1. EINLEITUNG
Das Statistische Bundesamt in Deutschland weist für den Monat Dezember 2004 mit 10,8% die höchste Arbeitslosenquote seit neun Monaten aus.(1) Absolut betrachtet handelt es sich um beängstigende 4,46 Millionen Menschen auf dem deutschen Arbeitsmarkt, die keine bezahlte Vollzeitbeschäftigung vorweisen können.(2) Paradoxerweise existieren für denselben Berichtszeitraum aber 225.400 der Bundesagentur für Arbeit (BfA) gemeldete offene Stellen.(3) Berücksichtigt man, dass Schätzungen zufolge nur ca. 34%(4) bzw. 40% der tatsächlich offenen Stellen der BfA gemeldet werden(5) , wären theoretisch mehr als eine halbe Million Arbeitsplätze schlicht unbesetzt. Worin liegen die Gründe für diesen so genannten „Mismatch“? Welche Erklärungsansätze und Lösungsmöglichkeiten gibt es?
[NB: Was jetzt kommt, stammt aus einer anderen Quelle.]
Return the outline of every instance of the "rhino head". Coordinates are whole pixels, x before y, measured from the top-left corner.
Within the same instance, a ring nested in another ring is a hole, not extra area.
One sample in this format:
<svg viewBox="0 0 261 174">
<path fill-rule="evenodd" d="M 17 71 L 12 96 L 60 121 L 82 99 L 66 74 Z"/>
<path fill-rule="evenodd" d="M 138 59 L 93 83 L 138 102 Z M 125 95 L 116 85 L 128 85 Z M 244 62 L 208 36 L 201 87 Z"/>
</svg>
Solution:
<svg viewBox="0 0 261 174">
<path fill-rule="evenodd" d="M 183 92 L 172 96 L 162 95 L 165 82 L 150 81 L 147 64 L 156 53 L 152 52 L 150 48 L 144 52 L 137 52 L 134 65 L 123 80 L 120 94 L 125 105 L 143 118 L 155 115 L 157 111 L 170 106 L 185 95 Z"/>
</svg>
Aufbauend auf den klassischen Formen der Arbeitslosigkeit versucht die vorliegende Arbeit zunächst die Begrifflichkeit und die Erscheinungsformen der Mismatch-Arbeitslosigkeit aufzuzeigen, bevor empirische Ergebnisse den deutschen Arbeitsmarkt betreffend präsentiert werden. Die Punkte 4.2 und 4.3 stellen verschiedene Lösungsansätze dar, insbesondere die Änderungen durch die so genannten „Hartz-Gesetze“, deren vierte Stufe am 01.01.2005 in Kraft getreten ist.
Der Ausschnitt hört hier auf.